Quant au français, outre les nombreux emprunts qui émaillent le texte, il est surtout représenté dans le chapitre suivant qui, se déroulant dans la « maison aux colonnes noires », est intitulé « Je sème à tout vent » : c’est la devise de Larousse, qui apparaît ici en français dans le texte anglais ; c’est aussi celle de Bayamus, désignant par cette expression sa volonté, non pas d’essaimer le savoir de par le monde, mais de ne manquer aucune chance de procréer22. La référence à Larousse est loin d’être anodine, compte tenu de l’activité définitoire en cours et du rôle du dictionnaire dans la poésie sémantique comme dans la pratique de la traduction. Dans Cardinal Pölätüo, l’activité de traduction s’exerce plutôt entre connaissance directe et indirecte, tâchant de faire tenir ensemble le dogme religieux d’une part et sa contradiction empirique d’autre part ; mais elle aboutit à la fin de l’ouvrage à un « Dictionnaire des symboles traumatiques » qui fait partie intégrante de la fiction puisqu’il est rédigé par Pölätüo. Cette autre forme de traduction confirme la fascination de l’auteur pour ce principe d’équivalence sémantique qui n’est jamais aussi rigoureusement équilibré qu’une équation23. Ici, la couleur locale française tient du stéréotype libertin, mais permet aussi de mettre en scène un nouveau scénario de traduction : la paraphrase en anglais de la chanson des étudiants du Quartier latin. En effet, une des jeunes filles, une Française repoussée par le narrateur, se met à tricoter et à fredonner ladite chanson, ce qui fait conclure à ce dernier :
J’étais sûr qu’elle n’était pas consciente à quel point cette chanson était indécente. Les mots avaient perdu leur signification, ils n’étaient rien de plus qu’un certain tra la la, qu’une sorte de canevas sur lequel broder les sons musicaux. Nous perdons la signification des mots que nous utilisons. Nous nous contentons plutôt de formules verbales ; effrayés par la réalité, nous n’utilisons rien d’autre que des expressions stéréotypées. Nous aimons manger des mots passe-partout et nous aimons faire l’amour avec des clichés24.
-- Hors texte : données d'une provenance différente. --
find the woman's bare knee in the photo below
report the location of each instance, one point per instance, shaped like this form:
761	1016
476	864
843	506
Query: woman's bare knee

L’idée que le mot usé accèderait à une forme d’abstraction musicale n’est pas nouvelle. En revanche, le « cliché » est ensuite associé à des inscriptions en latin ou en anglais sur des couronnes, pancartes et autres publicités authentiques dont on retrouve le pouvoir magique dévitalisé dans le chapitre suivant, « Rhododendron ». Or, suite à la discussion entre un docteur et un passant, à qui le premier prescrit de dire « rhododendron » chaque matin pour lutter contre l’anxiété que génère en lui la pensée des déshérités (en l’occurrence les mendiants, les Indiens et les Noirs), toute une série de figurants n’échangent plus qu’en langage publicitaire pour se vendre mutuellement des substituts de lait maternel, des poudres digestives et autres comprimés Sun, pilules Czam ou produits Ood, Owp, Oyt et Oyl. Toujours sur le principe de la répétition et de l’application des préceptes au fur et à mesure du récit, il y a donc là une illustration du principe de désémantisation exposé plus haut, qui passe en outre par l’usage de termes cryptés d’apparence purement phonétique, sans rapport avec le réel, si ce n’est l’évocation d’une origine vaguement anglaise (« sun ») ou polonaise (« czam », à prononcer « tcham »).
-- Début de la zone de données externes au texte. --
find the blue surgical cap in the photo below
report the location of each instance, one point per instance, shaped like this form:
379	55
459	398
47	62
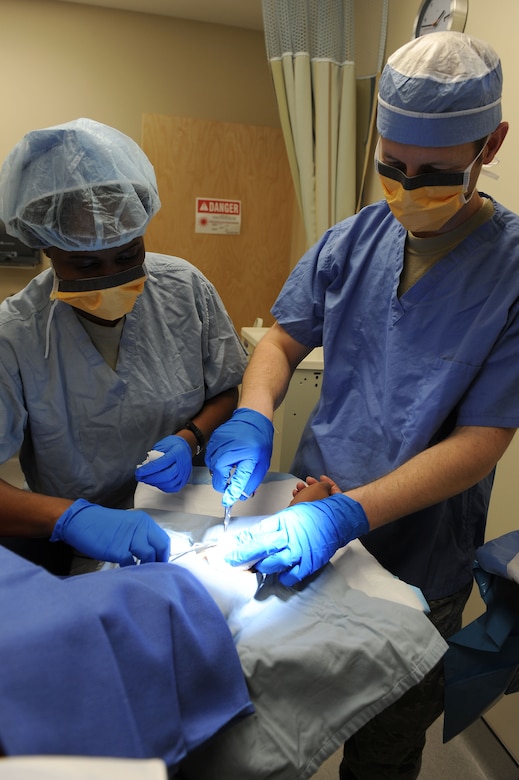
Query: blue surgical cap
442	89
77	186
Si les mots (éculés) de la chanson (authentique) existent, comme nous en assure le narrateur, il lui importe de retrouver le morceau de réalité qu’elle recouvre et c’est l’occasion d’apporter un complément de définition, encore inconscient, à la poésie sémantique :
Je compris que l’action même de découvrir la réalité vraie, toute nue, pouvait enrichir l’esprit, le grossir de connaissances, développer ses capacités, mettre de la beauté dans ses pensées. Et je savais maintenant que la meilleure façon de la découvrir était de rejeter l’aura mystificatrice des associations conventionnelles, patriotiques, artistiques, morales, coutumières, « couleur locale », et que la meilleure méthode à suivre pour parvenir à ce but consisterait à remplacer les paroles de la chanson par des définitions formulées avec les mots du dictionnaire émotionnellement neutres, rigoureusement exacts, se conformant étroitement aux critères requis de précision25.
Selon cette méthode, le premier syntagme de « Vive les étudiants, ma mère, vive les étudiants », devient :
Que se perpétue pendant une longue période
cette source ultime
cet élément primaire
ce principe
qui se répand de manière organique
& qui habilite les personnes engagées dans l’acquisition des savoirs
à transformer la nourriture en énergie
à grandir
à s’adapter à leur environnement
& à propager leur genre26,
À l’image de la devise de Larousse devenue mission procréative chez Bayamus, la traduction de cette chanson est ainsi une resémantisation cocasse, digne de la traduction de la poésie canonique en langage intelligible, soit en « mollets mollets mollets – Mollet27 » dans le Ferdydurke de Witold Gombrowicz, encore que le protocole soit opposé puisque le sens est réduit chez Themerson à la dénotation et non à la connotation28. Un ultime complément de définition est donné dans le dernier chapitre lorsqu’un gentleman parlant quarante-six langues décrète préférer lire en traduction – continuant cette fois les réflexions de Goethe sur la littérature mondiale :
Quand je lis une traduction je sens que l’auteur ne peut me tromper aussi facilement. Il ne peut m’abuser par les sonorités de ses mots et avec les associations que chacun des mots véhicule dans l’original. Dans la traduction je peux voir la couleur locale de l’extérieur, non comme celui qui est né dans la même paroisse que l’auteur, mais comme un homme du monde29.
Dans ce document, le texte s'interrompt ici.